For Your Own Good: The Anti-Smoking Crusade and the Tyranny of Public Health
by Jacob Sullum
($25.00 cloth, 352 pages, Free Press, 1998, ISBN: 0684827360)
The pushme-pullyu is at it again–only this one is far more dangerous than the fictional creature of Dr. Dolittle fame, which tried to walk in two opposite directions at once. A recent Forbes report detailed the continuing woes of states relying on tobacco bonds or settlement payments to help balance their bloated budgets. The bonds and payments rely on domestic tobacco sales, of course.
These are in decline, giving some state governments serious heartburn, especially states that guaranteed those bonds with the state’s general fund. Many states–including those feeling pain from the loss of tobacco-related revenue–relentlessly harass smokers, using means ranging from education to punitive taxes to outright bans on smoking, to try to curb use of what has become possibly the most politically incorrect legal substance of our time.
Several states subsidize tobacco farming while paying for anti-smoking educational campaigns and escalating health care costs caused by tobacco use.
The state nannies recently got a boost from four former U.S. surgeons general, who have called for a new federal tax of $2 per pack of cigarettes in an effort to force smokers to quit. (Presumably, this would be in addition to the existing state and federal taxes on tobacco products.) The surgeons general predict the tax would cause 5 million U.S. smokers to quit.
For Your Own Good: The Anti-Smoking Crusade and the Tyranny of Public Health, by Jacob Sullum, is a good stabilizer for minds spinning from all the contradictory messages the U.S. federal and state governments are sending regarding tobacco and smoking. As an added bonus, a four-page appendix lists and demolishes 10 myths of the anti-smoking movement.
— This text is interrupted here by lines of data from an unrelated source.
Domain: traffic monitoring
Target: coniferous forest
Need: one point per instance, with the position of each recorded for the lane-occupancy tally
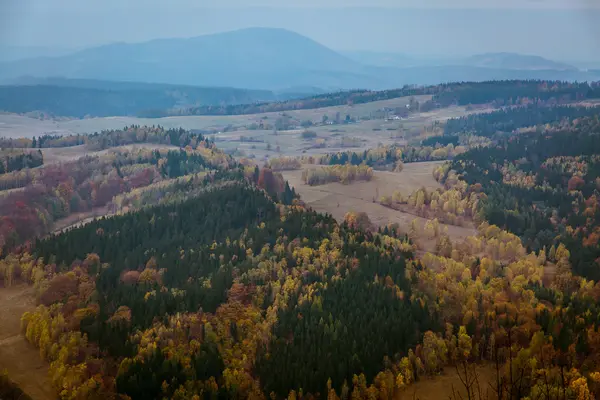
(213, 280)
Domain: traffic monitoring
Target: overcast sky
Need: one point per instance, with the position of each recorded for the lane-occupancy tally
(559, 29)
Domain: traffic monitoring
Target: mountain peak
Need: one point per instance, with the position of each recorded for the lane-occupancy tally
(508, 60)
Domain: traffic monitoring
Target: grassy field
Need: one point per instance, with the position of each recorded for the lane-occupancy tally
(338, 199)
(21, 360)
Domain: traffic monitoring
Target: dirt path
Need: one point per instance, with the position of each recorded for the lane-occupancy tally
(337, 199)
(17, 356)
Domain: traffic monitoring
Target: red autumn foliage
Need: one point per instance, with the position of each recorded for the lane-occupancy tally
(60, 287)
(575, 183)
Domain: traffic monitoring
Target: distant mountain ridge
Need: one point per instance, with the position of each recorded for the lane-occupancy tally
(516, 61)
(98, 98)
(276, 59)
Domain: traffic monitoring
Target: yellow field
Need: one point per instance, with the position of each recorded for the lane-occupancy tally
(338, 199)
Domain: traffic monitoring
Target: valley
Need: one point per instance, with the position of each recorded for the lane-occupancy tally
(425, 256)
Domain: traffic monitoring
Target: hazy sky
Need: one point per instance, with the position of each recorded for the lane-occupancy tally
(559, 29)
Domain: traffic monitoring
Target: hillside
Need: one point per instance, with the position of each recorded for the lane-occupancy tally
(87, 97)
(515, 61)
(211, 278)
(274, 59)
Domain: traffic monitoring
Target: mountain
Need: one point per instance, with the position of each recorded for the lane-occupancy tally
(88, 97)
(14, 53)
(278, 60)
(257, 58)
(515, 61)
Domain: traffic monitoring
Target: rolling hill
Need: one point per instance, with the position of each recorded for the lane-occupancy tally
(514, 61)
(256, 58)
(274, 59)
(88, 97)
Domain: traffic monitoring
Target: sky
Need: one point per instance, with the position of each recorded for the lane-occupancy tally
(564, 30)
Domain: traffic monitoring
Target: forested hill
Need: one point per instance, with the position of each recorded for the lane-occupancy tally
(218, 282)
(80, 98)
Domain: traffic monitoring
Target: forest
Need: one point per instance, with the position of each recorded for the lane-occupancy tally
(543, 188)
(134, 134)
(88, 98)
(217, 281)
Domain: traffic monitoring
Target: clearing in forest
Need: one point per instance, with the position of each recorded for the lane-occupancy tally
(337, 199)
For those who think the prohibitionist movement regarding tobacco is just a couple of decades old, Sullum’s thorough research proves otherwise. He also chronicles the continued bait-and-switch public health crusaders pull on tobacco companies, such as the well-known attempt to get cigarettes classified as “drug delivery systems” and thereby placed under the regulatory thumbscrews of the U.S. Food and Drug Administration.
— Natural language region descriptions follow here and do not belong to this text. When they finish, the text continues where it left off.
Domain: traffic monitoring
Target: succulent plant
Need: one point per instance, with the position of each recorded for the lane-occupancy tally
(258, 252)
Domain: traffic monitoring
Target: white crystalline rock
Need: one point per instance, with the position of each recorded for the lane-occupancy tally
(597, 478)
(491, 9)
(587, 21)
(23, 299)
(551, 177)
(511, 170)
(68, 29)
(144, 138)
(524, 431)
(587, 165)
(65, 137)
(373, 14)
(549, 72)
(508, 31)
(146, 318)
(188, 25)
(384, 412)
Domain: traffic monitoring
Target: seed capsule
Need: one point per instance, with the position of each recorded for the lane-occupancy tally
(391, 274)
For those new to the antics of attorney John Banzhaf, who is attempting to derail the fast food industry through personal injury lawsuits, Sullum recounts Banzhaf’s rise to prominence as an anti-tobacco crusader beginning in the 1970s.
For those who think the anti-smoking crusade is a battle between well-meaning public health activists and greedy, soulless tobacco corporations, Sullum exposes the real issue often obscured by such a portrayal: The press for “public health” measures of this sort leaves no room for either individual choice or individual responsibility.
Sullum notes that when the ability to make a choice is removed, the target behavior becomes more desired–especially for teens and other relatively rebellious individuals. Shifting the cost burden of choices onto groups rather than individuals (through taxes, higher insurance premiums, and regulations that collectivize health care) actually diminishes the negative consequences of poor choices on the individuals who make them.
Published in 1998, For Your Own Good remains an excellent primer on the history of tobacco nannying, and a clarion call for freedom of choice accompanied by individual responsibility.
Anyone seeking a vision of what “junk food” legislation and public health proposals for dealing with the “obesity crisis” are likely to bring will find Sullum’s book to be of great value. One need not be a smoker to appreciate the importance of the anti-tobacco crusade as a precedent for public health interference in personal behavior that is clearly not for our own good.